It's been reported that there have been 8 infant deaths (not sure if they were infants, meaning <1 year of age or neonates, meaning <28 days old) in the last 2 months following vaccination for Hepatitis B; The vaccine had been made by Shenzhen Kangtai (#1). China is an area of the world where the incidence and prevalence of Hep B is much higher than other areas. Hepatitis B can be a transitory infection or it can become chronic. Those who have chronic Hep B are at greater risk for liver cancer and other liver problems, and they can also transmit the disease to others with whom they have sex or share needles. Generally newborns who are born to mothers who are chronic carriers are given Hep B immune globulin and are vaccinated against Hep B (which requires a series of 3 shots - initial injection, 2 months, 6 months).

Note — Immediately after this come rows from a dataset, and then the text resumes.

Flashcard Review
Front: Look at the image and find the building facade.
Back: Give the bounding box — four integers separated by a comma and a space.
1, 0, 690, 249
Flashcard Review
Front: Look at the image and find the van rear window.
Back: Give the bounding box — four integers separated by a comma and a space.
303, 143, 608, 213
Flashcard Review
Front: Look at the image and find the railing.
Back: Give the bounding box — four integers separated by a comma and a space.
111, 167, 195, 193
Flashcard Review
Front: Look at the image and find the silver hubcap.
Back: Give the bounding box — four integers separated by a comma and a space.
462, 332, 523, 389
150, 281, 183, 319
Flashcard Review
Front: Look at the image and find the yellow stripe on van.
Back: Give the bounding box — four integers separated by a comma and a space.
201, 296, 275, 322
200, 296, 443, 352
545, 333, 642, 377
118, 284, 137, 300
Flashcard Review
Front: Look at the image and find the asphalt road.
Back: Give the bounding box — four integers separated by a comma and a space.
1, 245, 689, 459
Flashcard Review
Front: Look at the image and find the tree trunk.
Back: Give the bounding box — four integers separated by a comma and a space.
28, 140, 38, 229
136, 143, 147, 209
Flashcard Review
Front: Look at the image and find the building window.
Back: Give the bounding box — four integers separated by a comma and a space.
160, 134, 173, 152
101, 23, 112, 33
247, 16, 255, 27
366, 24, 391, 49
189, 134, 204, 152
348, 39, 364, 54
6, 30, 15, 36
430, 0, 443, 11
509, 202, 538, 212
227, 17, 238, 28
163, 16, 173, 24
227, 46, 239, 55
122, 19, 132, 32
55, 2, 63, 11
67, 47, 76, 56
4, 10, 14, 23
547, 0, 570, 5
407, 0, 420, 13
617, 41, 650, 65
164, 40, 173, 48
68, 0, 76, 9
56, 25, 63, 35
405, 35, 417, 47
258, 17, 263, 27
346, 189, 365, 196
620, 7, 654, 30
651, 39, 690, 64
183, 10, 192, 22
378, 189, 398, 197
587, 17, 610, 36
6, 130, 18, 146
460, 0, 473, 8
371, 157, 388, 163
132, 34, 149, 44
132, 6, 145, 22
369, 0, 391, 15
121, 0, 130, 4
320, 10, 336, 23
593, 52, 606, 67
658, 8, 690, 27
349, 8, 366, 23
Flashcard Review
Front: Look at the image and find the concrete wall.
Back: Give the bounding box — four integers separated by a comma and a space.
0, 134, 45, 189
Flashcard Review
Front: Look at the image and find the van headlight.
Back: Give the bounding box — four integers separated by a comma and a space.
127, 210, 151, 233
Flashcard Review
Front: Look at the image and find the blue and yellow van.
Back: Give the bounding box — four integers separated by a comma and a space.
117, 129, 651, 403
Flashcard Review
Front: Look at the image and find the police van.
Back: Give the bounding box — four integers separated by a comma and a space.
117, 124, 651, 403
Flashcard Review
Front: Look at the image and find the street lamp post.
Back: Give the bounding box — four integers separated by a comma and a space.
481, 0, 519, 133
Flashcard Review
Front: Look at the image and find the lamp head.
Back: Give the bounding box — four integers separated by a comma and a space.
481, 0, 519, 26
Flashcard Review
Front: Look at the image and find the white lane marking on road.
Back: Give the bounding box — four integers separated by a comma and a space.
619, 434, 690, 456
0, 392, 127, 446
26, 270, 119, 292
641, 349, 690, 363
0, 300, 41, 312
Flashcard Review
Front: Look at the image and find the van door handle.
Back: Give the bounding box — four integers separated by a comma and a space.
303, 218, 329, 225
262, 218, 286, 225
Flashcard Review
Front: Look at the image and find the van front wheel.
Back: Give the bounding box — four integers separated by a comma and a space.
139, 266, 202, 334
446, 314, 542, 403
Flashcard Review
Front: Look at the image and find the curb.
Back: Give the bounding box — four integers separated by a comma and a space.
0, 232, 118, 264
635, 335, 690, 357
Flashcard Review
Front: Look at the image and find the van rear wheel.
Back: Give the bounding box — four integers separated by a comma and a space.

The second link (#2) is the testimony before Congress of Dr. Orient (1999) regarding the practice of universal Hep B vaccination of infants and why it might be prudent to re-consider. She makes some excellent points. While her testimony was given 14+ years ago, it remains relevant today, as Hep B is still not so prevalent that universal vaccination makes sense.
For those who are at high risk (multiple sex partners, injection drug user, infants born to mother who is a chronic carrier, healthcare workers) it would make sense for them to discuss with their healthcare provider if the benefit/risk ratio of vaccination falls in favor of vaccination. But to vaccinate an infant because they MIGHT fall into a high risk group at some point in their life does not make sense. Especially since the risk reduction (of contracting Hep B if exposed) is unlikely to last their entire life (#3). Better to start vaccinating if/when the risk reduction is greater than the risk of the intervention.
Hep B vaccines have been associated with adverse events/reactions following their use (#4), so a careful assessment of risk vs benefit must be done prior to vaccination. Some may think the risk/benefit ratio does not favor vaccination, even if they are at high risk due to personal lifestyle choices.
Because vaccination is not risk free, the decision to vaccinate should be both personal, and private - between patient/client and health care provider. Vaccination should not be mandatory, nor compulsory. There needs to be better treatment options for those who do contract Hepatitis B, regardless of vaccination status.
(Hepatology. 2013 Jan;57(1):37-45. doi: 10.1002/hep.25988. Epub 2012 Dec 28.)